The Last Jedi, which was written and directed by Rian Johnson, surprised viewers partly because of how boldly it upended the narrative preconditions of Star Wars’ heroes and villains. It turned Luke Skywalker (Mark Hamill) into a grouchy wretch, had the brave Resistance fail every mission rather than stumble into a lifesaving deus ex machina, and yet it somehow managed to convey a tone of optimism for future generations of rebels. The Rise of Skywalker, conversely, is overly obsessed with the past, with Abrams perhaps thinking that tying the arcs of its heroes to decades-old films will somehow increase their significance. Instead, it heightens the incoherence.
One prior film that The Rise of Skywalker seems keen to ignore is The Last Jedi, which is perhaps inevitable because Abrams is more invested in continuing the story he started with The Force Awakens. Charming characters from the last installment, such as Rose Tico (Kelly Marie Tran), are sadly sidelined, and Johnson’s core argument about the irrelevance of the past has been swiftly forgotten. Instead, the new film features many monologues from the zombified emperor and an agreeable drop-in from one of the remaining unseen heroes of the original trilogy, Lando Calrissian (Billy Dee Williams).

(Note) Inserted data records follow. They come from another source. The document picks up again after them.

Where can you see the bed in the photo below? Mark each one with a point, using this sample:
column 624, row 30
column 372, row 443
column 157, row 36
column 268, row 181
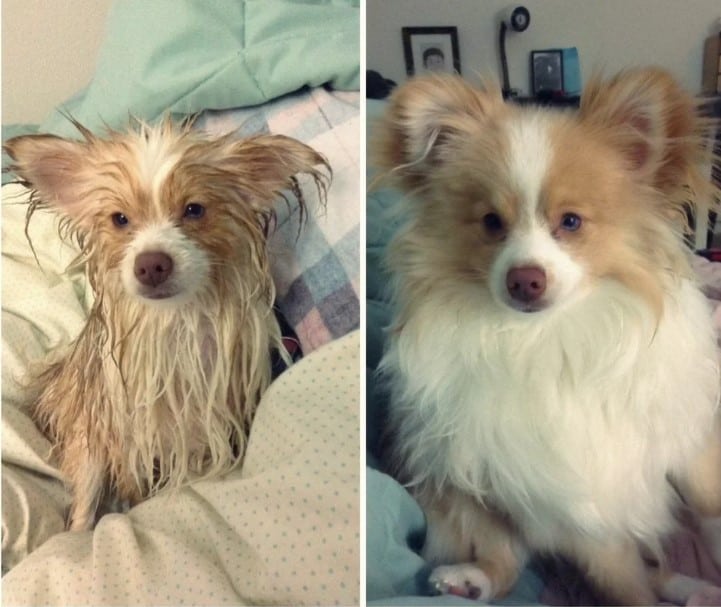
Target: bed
column 395, row 572
column 284, row 527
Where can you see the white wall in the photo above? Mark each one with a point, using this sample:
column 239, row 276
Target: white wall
column 49, row 48
column 609, row 34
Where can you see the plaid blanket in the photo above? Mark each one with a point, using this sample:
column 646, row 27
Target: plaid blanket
column 316, row 271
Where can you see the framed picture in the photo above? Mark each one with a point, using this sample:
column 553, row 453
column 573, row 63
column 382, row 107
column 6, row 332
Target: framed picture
column 547, row 72
column 431, row 49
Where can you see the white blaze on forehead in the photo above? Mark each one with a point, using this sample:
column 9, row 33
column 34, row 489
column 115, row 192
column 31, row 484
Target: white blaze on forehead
column 157, row 156
column 529, row 155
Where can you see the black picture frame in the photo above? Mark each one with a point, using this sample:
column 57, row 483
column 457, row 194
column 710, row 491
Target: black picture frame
column 428, row 49
column 547, row 72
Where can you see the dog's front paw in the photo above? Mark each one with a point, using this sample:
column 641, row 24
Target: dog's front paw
column 465, row 580
column 710, row 595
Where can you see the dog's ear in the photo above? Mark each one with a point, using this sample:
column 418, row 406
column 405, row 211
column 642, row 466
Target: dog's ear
column 268, row 165
column 425, row 116
column 651, row 120
column 50, row 165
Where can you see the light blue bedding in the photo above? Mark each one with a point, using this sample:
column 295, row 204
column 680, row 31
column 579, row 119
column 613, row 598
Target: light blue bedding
column 186, row 56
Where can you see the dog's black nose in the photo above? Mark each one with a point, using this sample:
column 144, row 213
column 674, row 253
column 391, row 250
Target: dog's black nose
column 153, row 268
column 526, row 284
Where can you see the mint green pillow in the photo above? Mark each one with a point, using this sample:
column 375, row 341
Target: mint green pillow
column 185, row 56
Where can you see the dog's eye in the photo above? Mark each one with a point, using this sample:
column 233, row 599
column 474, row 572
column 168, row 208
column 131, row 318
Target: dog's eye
column 570, row 222
column 194, row 210
column 493, row 223
column 120, row 220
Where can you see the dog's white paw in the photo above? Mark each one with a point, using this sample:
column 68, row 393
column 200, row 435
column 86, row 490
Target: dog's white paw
column 710, row 595
column 465, row 580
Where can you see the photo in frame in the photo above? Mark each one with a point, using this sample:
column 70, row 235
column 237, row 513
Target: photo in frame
column 431, row 49
column 547, row 72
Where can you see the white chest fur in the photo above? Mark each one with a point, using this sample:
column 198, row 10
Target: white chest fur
column 572, row 417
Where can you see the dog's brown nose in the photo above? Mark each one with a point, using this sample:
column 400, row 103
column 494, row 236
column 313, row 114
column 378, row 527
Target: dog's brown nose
column 526, row 284
column 153, row 268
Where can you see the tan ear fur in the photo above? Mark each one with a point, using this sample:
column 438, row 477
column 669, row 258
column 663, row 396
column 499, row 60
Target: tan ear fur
column 270, row 163
column 50, row 165
column 423, row 115
column 654, row 122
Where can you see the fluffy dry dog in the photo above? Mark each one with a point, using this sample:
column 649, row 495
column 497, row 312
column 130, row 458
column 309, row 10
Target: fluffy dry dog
column 161, row 385
column 553, row 366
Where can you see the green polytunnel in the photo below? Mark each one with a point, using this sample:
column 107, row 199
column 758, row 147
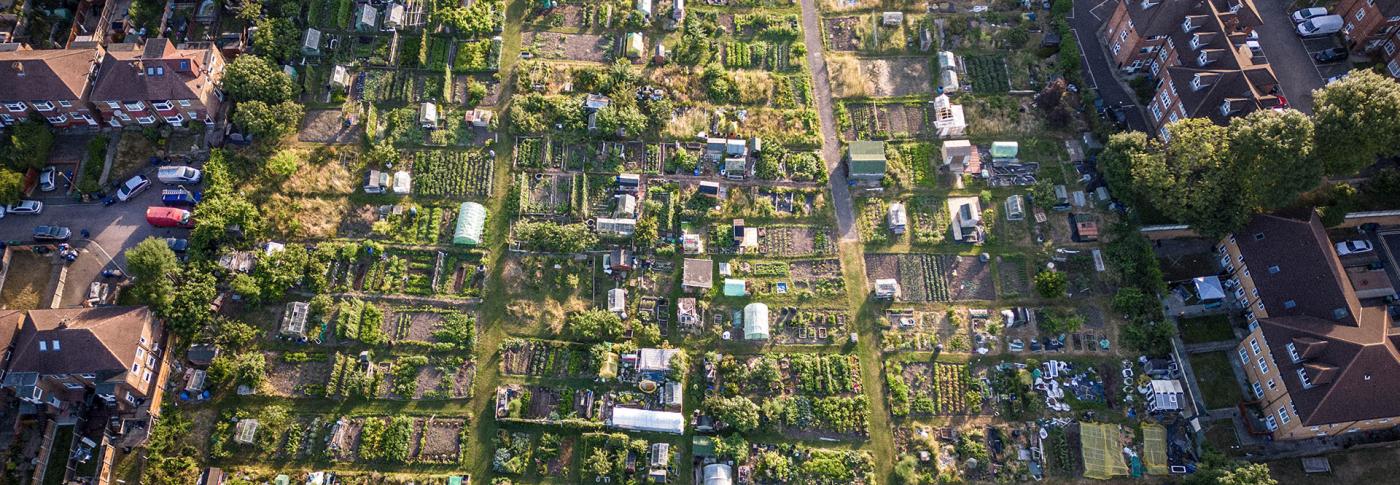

Abrams’s focus on those hallowed veterans extends to Leia Organa (Carrie Fisher), who is a significant presence in the film thanks to deleted scenes and movie trickery (Fisher, who is first-billed in the movie, died in 2016). As a longtime Star Wars devotee, I must admit that some of The Rise of Skywalker’s parade of reminiscence works its magic despite the mostly unintelligible plot. There are dancing light sabers and X-wings aplenty, with more sword battles and space dogfights than the last two films combined.